L'attaquant Dwight King entend profiter du présent séjour à l'étranger du Canadien pour faire davantage connaissance avec ses nouveaux coéquipiers.

La date limite des transactions, une épreuve pour la famille

Lorsque les caméras de télévision se sont arrêtées sur Dwight King au banc du Canadien, samedi soir au Madison Square Garden, l'imposant ailier avait un large sourire. Steve Ott et Andreas Martinsen rigolaient aussi. Ils venaient d'être échangés à une équipe bien engagée sur la route des séries éliminatoires et, lors d'un match où les Rangers de New York semblaient un peu dépassés par les événements, leur bonne humeur était évidente.
Pourtant, lorsque King a décroché le téléphone trois jours plus tôt pour commenter l'échange qui l'amenait à Montréal, l'attaquant de 27 ans était sous le choc.
La veille de la date limite des transactions, la fille du nouvel attaquant du Canadien fêtait ses quatre ans. Mais puisque les Kings jouaient ce jour-là et que King n'était pas disponible, la fillette a attendu au lendemain matin - après le retour de papa - pour ouvrir ses cadeaux.

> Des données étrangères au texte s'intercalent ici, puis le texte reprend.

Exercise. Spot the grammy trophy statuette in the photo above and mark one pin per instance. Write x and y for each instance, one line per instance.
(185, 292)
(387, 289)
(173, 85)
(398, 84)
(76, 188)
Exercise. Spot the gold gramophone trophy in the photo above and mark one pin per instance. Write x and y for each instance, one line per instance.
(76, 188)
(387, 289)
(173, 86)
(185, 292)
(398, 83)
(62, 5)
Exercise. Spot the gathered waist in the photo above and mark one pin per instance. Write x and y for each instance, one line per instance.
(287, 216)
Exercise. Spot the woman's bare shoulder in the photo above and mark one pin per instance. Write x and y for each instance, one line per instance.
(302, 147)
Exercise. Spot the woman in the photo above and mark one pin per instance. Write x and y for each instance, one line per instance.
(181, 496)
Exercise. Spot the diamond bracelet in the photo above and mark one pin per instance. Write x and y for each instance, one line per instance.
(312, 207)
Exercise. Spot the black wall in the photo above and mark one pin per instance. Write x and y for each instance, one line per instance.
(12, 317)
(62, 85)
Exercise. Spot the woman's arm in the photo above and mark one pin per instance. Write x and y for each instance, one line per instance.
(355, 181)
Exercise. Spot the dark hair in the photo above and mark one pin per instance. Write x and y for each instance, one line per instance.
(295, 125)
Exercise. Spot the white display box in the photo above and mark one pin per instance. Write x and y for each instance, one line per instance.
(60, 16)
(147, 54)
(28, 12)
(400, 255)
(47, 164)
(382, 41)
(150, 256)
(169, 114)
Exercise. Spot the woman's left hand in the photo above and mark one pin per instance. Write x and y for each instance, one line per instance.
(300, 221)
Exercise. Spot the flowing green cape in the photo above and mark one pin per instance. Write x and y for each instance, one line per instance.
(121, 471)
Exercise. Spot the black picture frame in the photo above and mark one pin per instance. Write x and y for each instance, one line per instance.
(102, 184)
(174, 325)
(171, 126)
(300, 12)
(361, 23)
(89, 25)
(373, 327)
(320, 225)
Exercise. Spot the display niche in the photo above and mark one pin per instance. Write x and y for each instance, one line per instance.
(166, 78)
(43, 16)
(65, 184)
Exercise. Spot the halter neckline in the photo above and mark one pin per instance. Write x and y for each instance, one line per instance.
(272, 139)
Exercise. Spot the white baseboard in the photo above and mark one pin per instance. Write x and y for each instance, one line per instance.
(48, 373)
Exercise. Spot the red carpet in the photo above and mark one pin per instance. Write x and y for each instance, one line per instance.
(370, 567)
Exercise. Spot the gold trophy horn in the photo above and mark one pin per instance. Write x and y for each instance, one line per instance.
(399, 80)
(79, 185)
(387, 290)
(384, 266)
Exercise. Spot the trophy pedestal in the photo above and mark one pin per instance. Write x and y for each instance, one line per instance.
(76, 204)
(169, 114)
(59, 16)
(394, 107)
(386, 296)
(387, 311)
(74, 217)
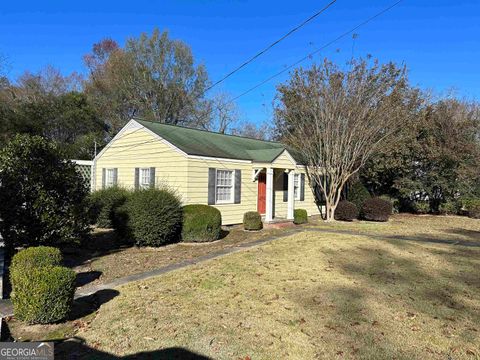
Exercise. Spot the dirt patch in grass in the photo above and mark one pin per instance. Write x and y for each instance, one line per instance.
(311, 295)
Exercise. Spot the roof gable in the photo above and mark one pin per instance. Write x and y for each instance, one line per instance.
(210, 144)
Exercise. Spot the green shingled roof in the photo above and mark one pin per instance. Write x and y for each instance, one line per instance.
(211, 144)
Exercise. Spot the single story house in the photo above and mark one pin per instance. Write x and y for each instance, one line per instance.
(233, 173)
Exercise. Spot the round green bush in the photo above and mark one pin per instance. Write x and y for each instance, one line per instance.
(376, 209)
(473, 209)
(201, 223)
(422, 207)
(103, 203)
(38, 256)
(346, 211)
(252, 221)
(357, 193)
(42, 295)
(449, 208)
(151, 217)
(300, 216)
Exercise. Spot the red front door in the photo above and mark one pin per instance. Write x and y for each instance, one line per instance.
(262, 192)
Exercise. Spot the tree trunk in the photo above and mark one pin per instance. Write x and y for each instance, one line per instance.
(329, 211)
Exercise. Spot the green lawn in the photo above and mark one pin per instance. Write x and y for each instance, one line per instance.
(311, 295)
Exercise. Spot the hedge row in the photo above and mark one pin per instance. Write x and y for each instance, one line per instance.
(373, 209)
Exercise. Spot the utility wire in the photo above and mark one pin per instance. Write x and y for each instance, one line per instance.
(271, 45)
(318, 50)
(290, 66)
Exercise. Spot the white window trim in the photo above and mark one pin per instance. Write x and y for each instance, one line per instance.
(297, 180)
(232, 194)
(140, 183)
(109, 180)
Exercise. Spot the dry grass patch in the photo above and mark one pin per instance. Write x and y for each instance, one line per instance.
(312, 295)
(459, 228)
(132, 260)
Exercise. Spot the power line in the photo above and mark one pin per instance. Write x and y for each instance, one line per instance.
(318, 50)
(271, 45)
(292, 65)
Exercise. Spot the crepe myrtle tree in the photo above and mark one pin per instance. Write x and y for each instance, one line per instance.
(336, 118)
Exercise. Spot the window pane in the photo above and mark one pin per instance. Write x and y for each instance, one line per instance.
(145, 177)
(224, 185)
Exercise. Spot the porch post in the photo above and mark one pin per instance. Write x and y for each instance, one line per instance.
(291, 192)
(269, 196)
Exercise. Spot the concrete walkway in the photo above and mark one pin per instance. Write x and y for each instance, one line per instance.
(6, 305)
(6, 308)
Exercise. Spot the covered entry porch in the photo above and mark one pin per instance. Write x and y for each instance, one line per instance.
(279, 186)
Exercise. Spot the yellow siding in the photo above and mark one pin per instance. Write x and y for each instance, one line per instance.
(189, 176)
(139, 148)
(283, 162)
(308, 204)
(198, 188)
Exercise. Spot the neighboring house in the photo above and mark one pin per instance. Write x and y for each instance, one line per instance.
(235, 174)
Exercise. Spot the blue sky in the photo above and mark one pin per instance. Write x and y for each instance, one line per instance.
(438, 40)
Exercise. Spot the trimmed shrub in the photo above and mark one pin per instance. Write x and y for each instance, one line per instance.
(346, 211)
(103, 203)
(35, 257)
(300, 216)
(422, 207)
(252, 221)
(376, 209)
(358, 194)
(151, 217)
(42, 295)
(471, 207)
(394, 201)
(449, 208)
(201, 223)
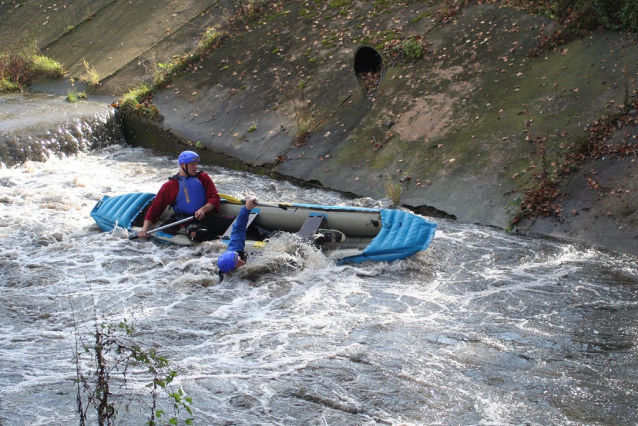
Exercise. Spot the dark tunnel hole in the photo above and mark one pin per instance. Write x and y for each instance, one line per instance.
(368, 65)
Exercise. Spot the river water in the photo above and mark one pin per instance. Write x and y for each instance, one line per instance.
(483, 328)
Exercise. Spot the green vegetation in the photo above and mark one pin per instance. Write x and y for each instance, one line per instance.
(73, 95)
(412, 48)
(105, 360)
(94, 77)
(22, 65)
(138, 101)
(590, 14)
(393, 190)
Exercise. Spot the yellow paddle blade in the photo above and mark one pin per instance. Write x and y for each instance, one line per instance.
(231, 199)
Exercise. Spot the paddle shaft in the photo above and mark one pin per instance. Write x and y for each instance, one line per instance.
(279, 206)
(170, 225)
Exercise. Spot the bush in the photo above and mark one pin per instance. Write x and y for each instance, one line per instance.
(589, 14)
(21, 65)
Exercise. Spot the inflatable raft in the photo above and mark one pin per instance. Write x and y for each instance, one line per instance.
(362, 234)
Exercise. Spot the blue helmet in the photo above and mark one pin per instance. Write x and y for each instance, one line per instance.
(187, 157)
(227, 261)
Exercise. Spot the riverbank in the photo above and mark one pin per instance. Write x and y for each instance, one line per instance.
(330, 95)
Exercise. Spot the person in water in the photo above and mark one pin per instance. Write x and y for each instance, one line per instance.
(190, 193)
(234, 256)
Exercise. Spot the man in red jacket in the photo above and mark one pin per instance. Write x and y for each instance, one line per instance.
(189, 193)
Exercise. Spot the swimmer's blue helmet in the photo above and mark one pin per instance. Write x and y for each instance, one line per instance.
(187, 157)
(227, 261)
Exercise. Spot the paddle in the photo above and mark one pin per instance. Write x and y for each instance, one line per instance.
(170, 225)
(235, 200)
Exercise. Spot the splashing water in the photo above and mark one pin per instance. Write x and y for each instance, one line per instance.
(482, 328)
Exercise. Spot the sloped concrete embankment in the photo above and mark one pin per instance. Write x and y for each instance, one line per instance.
(452, 129)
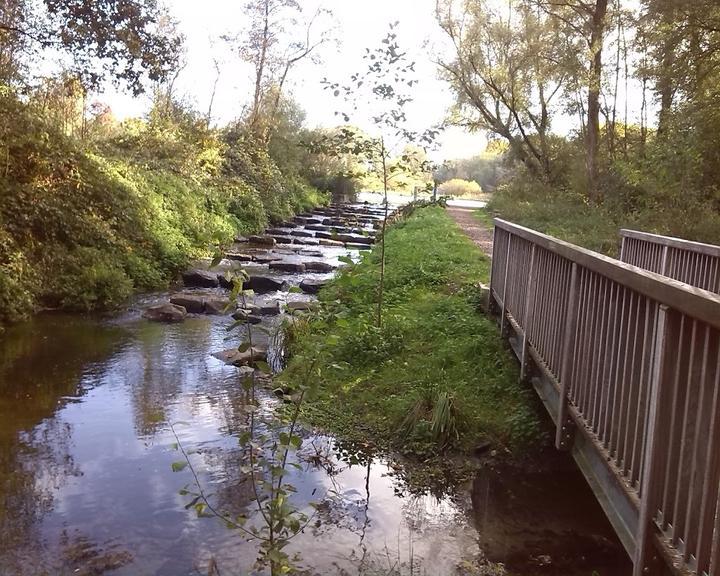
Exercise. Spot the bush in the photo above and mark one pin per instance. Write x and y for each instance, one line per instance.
(459, 187)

Quelques minutes plus tard, King a appris du directeur général Dean Lombardi qu'il quittait Los Angeles et qu'il s'en allait jouer à Montréal.
Voilà un aspect trop souvent oublié des échanges dans le sport professionnel. La conciliation travail-famille, déjà fragile, est mise à mal par l'approche de la date butoir. Certains joueurs s'y attendent et ont préparé le coup. Mais d'autres, comme Dwight King, sont pris de court par la nouvelle.

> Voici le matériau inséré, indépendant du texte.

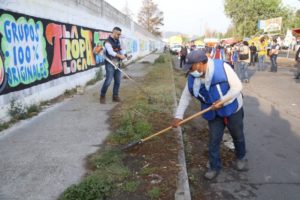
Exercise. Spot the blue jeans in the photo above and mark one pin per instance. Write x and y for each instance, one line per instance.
(216, 128)
(261, 60)
(273, 63)
(111, 73)
(243, 70)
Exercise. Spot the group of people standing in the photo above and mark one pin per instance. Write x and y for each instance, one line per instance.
(242, 55)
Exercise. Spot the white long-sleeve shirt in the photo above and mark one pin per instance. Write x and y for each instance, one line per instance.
(234, 92)
(110, 50)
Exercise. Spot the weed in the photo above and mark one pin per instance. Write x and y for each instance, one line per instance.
(33, 110)
(17, 111)
(3, 125)
(70, 92)
(91, 188)
(131, 186)
(154, 193)
(160, 59)
(98, 77)
(147, 170)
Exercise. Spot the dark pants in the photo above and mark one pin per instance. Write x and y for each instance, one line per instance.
(273, 63)
(216, 128)
(182, 60)
(111, 73)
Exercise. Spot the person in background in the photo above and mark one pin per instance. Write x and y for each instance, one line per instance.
(244, 61)
(253, 51)
(114, 52)
(235, 57)
(218, 52)
(262, 52)
(210, 81)
(183, 52)
(297, 64)
(273, 55)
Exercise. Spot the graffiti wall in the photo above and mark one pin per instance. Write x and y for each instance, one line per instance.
(35, 50)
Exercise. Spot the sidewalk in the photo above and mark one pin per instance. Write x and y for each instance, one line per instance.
(42, 156)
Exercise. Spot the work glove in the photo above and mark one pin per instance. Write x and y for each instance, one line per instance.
(175, 122)
(217, 105)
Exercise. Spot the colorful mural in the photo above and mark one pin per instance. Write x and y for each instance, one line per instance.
(35, 50)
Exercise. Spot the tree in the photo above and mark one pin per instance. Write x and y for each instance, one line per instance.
(246, 13)
(151, 17)
(127, 11)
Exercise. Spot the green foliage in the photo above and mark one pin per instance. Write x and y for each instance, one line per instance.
(17, 111)
(70, 92)
(147, 170)
(33, 109)
(107, 158)
(3, 125)
(131, 186)
(154, 193)
(91, 188)
(150, 17)
(245, 15)
(98, 77)
(160, 59)
(132, 127)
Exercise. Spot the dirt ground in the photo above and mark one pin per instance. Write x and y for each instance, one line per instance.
(153, 164)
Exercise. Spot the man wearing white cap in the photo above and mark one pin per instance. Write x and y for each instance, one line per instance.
(210, 81)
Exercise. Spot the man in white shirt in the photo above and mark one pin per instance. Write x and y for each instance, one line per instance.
(210, 81)
(115, 53)
(273, 55)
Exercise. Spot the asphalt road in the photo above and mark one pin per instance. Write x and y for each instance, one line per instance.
(272, 131)
(42, 156)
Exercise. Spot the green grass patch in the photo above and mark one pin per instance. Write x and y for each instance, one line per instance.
(91, 188)
(3, 125)
(131, 186)
(70, 92)
(161, 59)
(98, 77)
(154, 193)
(147, 171)
(133, 120)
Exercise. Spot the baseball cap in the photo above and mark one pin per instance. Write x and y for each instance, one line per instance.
(193, 57)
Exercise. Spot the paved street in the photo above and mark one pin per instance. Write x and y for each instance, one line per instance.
(42, 156)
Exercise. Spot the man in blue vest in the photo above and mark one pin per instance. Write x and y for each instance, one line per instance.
(210, 81)
(114, 52)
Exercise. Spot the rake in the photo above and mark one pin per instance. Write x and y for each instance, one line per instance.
(134, 143)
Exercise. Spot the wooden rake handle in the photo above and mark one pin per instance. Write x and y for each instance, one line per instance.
(185, 120)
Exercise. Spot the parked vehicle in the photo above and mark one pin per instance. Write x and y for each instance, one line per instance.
(175, 48)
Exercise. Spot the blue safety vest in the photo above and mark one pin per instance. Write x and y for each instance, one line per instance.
(219, 84)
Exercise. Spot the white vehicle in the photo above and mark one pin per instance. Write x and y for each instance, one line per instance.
(175, 48)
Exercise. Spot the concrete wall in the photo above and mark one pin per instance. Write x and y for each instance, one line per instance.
(46, 46)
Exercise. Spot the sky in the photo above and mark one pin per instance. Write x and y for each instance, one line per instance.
(189, 16)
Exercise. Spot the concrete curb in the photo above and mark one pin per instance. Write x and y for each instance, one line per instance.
(183, 188)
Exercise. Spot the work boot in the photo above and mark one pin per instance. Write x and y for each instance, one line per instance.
(116, 99)
(102, 100)
(211, 174)
(241, 164)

En un rien de temps, le joueur fait ses valises, renonce peut-être à certains engagements. Il réalise qu'il ne reverra pas les siens avant un bon bout et qu'il demeurera à l'hôtel pour une durée indéterminée. Au même moment, il pense à faire une bonne première impression et avoir un impact rapide alors que le reste de sa vie est déstabilisé. Elle l'est d'autant plus lorsqu'on a été un choix de quatrième ronde des Kings de Los Angeles en 2007 et qu'on a fait partie d'une seule organisation depuis le début de notre carrière professionnelle.

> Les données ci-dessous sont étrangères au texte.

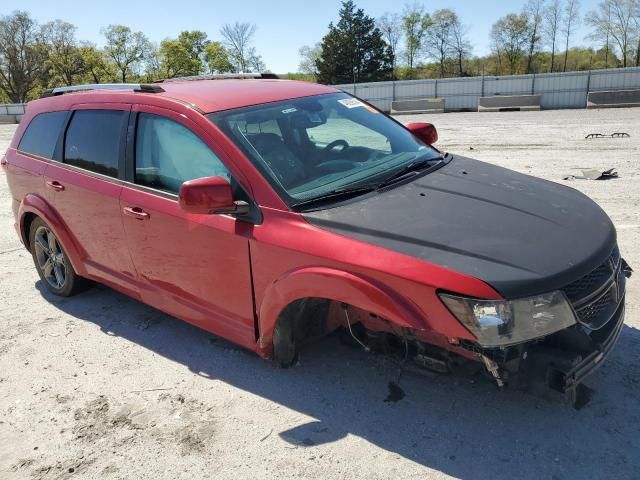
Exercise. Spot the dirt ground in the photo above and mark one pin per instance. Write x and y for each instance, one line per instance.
(101, 386)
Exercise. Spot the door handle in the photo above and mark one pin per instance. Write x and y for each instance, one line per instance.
(55, 185)
(136, 212)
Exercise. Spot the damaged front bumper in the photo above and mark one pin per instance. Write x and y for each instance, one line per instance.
(555, 366)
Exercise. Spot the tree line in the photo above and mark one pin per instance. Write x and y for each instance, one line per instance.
(35, 57)
(420, 44)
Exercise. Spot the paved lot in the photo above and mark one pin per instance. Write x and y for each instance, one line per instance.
(100, 386)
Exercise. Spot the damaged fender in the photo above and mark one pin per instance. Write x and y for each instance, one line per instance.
(35, 204)
(336, 285)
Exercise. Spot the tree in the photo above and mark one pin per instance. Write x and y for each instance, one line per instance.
(309, 57)
(438, 41)
(256, 64)
(353, 51)
(390, 24)
(64, 57)
(461, 45)
(238, 39)
(176, 60)
(615, 19)
(217, 58)
(552, 17)
(96, 67)
(127, 49)
(571, 20)
(510, 35)
(22, 55)
(415, 23)
(533, 9)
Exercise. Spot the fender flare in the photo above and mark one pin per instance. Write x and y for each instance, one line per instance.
(336, 285)
(38, 206)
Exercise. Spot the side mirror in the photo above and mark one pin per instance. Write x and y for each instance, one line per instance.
(209, 195)
(424, 131)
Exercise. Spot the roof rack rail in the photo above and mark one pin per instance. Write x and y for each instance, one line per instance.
(134, 87)
(222, 76)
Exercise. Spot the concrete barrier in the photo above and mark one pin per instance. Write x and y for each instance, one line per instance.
(614, 99)
(422, 105)
(509, 103)
(12, 112)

De ne pas avoir assez de vêtements d'hiver, c'est juste drôle. De laisser derrière sa femme, sa fille et son garçon âgé d'à peine trois mois, ce l'est moins. «C'est le bout le plus difficile, confie-t-il. Entrer et sortir de la maison à cause des voyages ne pose pas problème, c'est normal. Mais les deux heures que j'ai passées à essayer de tout planifier après l'échange sont ce qui m'a le plus ébranlé.
«Ma femme va venir me visiter une fois tous les papiers réglés, mais on ne peut pas se compromettre et faire une transition en bonne et due forme vu qu'on ne sait pas combien de temps je serai ici», ajoute King qui écoulera avec le CH les derniers mois de son contrat.
King a donc laissé sa famille derrière lui. Son chien aussi, un petit shitzu de 11 ans qui s'appelle... Habs. «Ma femme l'avait avant que je la rencontre, précise-t-il. Son père est un grand partisan du Canadien.»
Iginla a pris sa place
Il a aussi dit au revoir à des coéquipiers de longue date, les seuls qu'il ait connus depuis ses quatre années passées à Lethbridge dans la Ligue junior de l'Ouest. C'est la business, répète-t-on constamment dans les vestiaires de la LNH. Les joueurs viennent et vont continuellement. 
Dans ce cas-ci, toutefois, après avoir obtenu du Canadien un choix de quatrième ronde conditionnel au repêchage de 2018, les Kings ont immédiatement payé un prix identique pour mettre la main sur un certain Jarome Iginla. 
À peu de choses près c'est comme s'ils avaient été échangés l'un pour l'autre!
«C'est un groupe qui éprouve de la difficulté à marquer des buts», rappelle King au sujet de son ancienne formation. «Ce n'est rien de nouveau, ça a été comme ça pendant mes six années là-bas. En fin de compte, ils ont obtenu le joueur qu'ils voulaient et moi je suis content de me retrouver ici.
«Ce sera un ajustement pour moi. Je m'attends à patiner davantage dans l'Est et je pré­sume que le jeu sera moins physique. Mais c'est excitant parce que j'aurai peut-être des opportunités offensives de plus à cause du style de jeu qui est prôné ici.»
King entend profiter du fait que le Canadien est dans les valises pendant 11 jours pour s'intégrer à nouvelle formation. «Être entouré des gars dans des espaces restreints va nous aider à créer des liens. Mais je crois que c'est en jouant des matchs qu'on en apprend le plus sur les autres. Le calendrier nous donne la chance de faire les deux.»